The Flink Operator offers a job autoscaler functionality that can scale individual job vertices (chained operator groups) based on various metrics collected from running Flink applications.

The autoscaler can be used to eliminate back pressure and satisfy a set utilization target. Adjusting the parallelism for a job on vertex level enables efficient autoscaling of complex and heterogeneous streaming applications. The autoscaler uses the built-in job upgrade mechanism to perform the rescaling.

The autoscaler has the following key benefits:

Better cluster resource utilization and lower operating costs
Automatic parallelism tuning for even complex streaming pipelines
Automatic adaptation to changing load patterns
Detailed utilization metrics for performance debugging

The autoscaler uses the metrics exposed by the Flink metric system. The following metrics are collected directly from a Flink job:

Backlog information at each source
Incoming data rate at the sources (for example, records per sec written into a Kafka topic)
Number of records processed per second in each job vertex
Busy time per second of each job vertex (current utilization)

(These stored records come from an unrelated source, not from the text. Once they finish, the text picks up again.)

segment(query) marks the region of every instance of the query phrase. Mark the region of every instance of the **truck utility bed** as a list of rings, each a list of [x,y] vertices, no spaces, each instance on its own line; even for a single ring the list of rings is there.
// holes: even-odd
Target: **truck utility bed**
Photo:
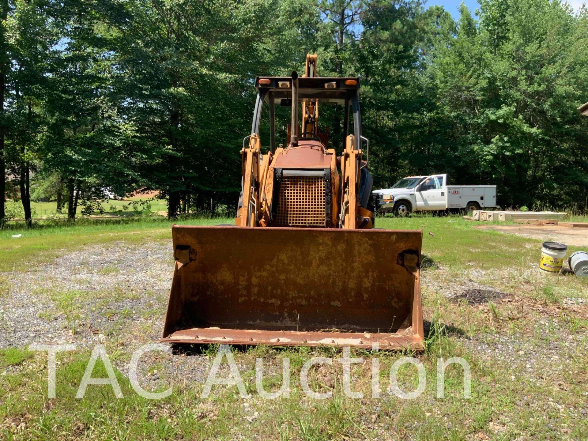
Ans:
[[[496,186],[447,186],[445,204],[447,208],[463,208],[472,201],[477,202],[481,208],[496,206]]]

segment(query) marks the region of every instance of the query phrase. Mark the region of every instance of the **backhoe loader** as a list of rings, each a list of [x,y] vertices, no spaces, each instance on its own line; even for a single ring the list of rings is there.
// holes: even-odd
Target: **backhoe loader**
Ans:
[[[374,228],[359,79],[319,77],[316,61],[307,55],[300,77],[255,81],[235,225],[172,226],[162,341],[423,348],[422,232]],[[319,103],[342,111],[344,145],[329,146]],[[276,104],[291,107],[288,142],[278,148]]]

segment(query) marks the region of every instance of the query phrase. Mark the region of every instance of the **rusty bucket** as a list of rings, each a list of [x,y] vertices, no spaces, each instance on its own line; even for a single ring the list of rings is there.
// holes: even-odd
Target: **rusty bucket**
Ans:
[[[172,228],[162,341],[423,348],[420,230]]]

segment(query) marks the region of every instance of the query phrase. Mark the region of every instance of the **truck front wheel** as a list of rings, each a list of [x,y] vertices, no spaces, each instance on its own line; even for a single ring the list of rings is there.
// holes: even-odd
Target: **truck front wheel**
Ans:
[[[394,215],[400,217],[405,217],[410,214],[412,207],[410,203],[406,201],[399,201],[394,204]]]

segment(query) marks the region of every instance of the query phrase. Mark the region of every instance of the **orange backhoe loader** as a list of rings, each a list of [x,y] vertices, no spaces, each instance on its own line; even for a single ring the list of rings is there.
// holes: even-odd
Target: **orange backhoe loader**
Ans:
[[[316,55],[308,55],[302,77],[255,86],[236,225],[172,228],[162,341],[422,349],[422,232],[374,228],[359,79],[318,77]],[[319,103],[342,108],[344,145],[329,148]],[[292,108],[285,148],[276,147],[276,104]]]

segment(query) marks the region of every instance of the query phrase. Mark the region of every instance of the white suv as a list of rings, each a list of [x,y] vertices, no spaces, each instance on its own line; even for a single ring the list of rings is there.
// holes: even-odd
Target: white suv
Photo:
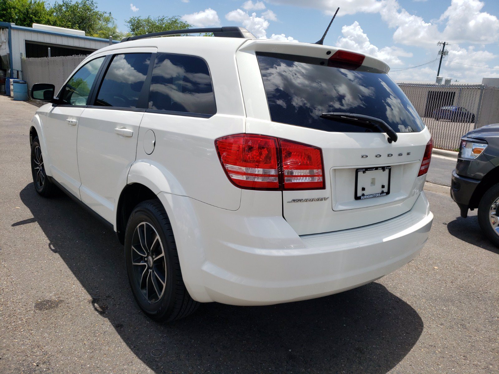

The autoscaler algorithm calculates the required processing capacity and target data rate for each operator starting from the source. The target data rate for the source vertices is equal to the incoming data rate. For downstream operators, the target data rate is calculated as the sum of the input (upstream) operators output data rate along the given edge in the processing graph.

The target utilization percentage of the operators can be configured in the pipeline. For example, you can keep all operators busy between 60% and 80%. The autoscaler will find a parallelism configuration that matches the output rates of all operators with the input rates of all downstream operators at the targeted utilization. As the load increases or decreases, the autoscaler adjusts the parallelism levels of the individual operator to fulfill the current rate over time.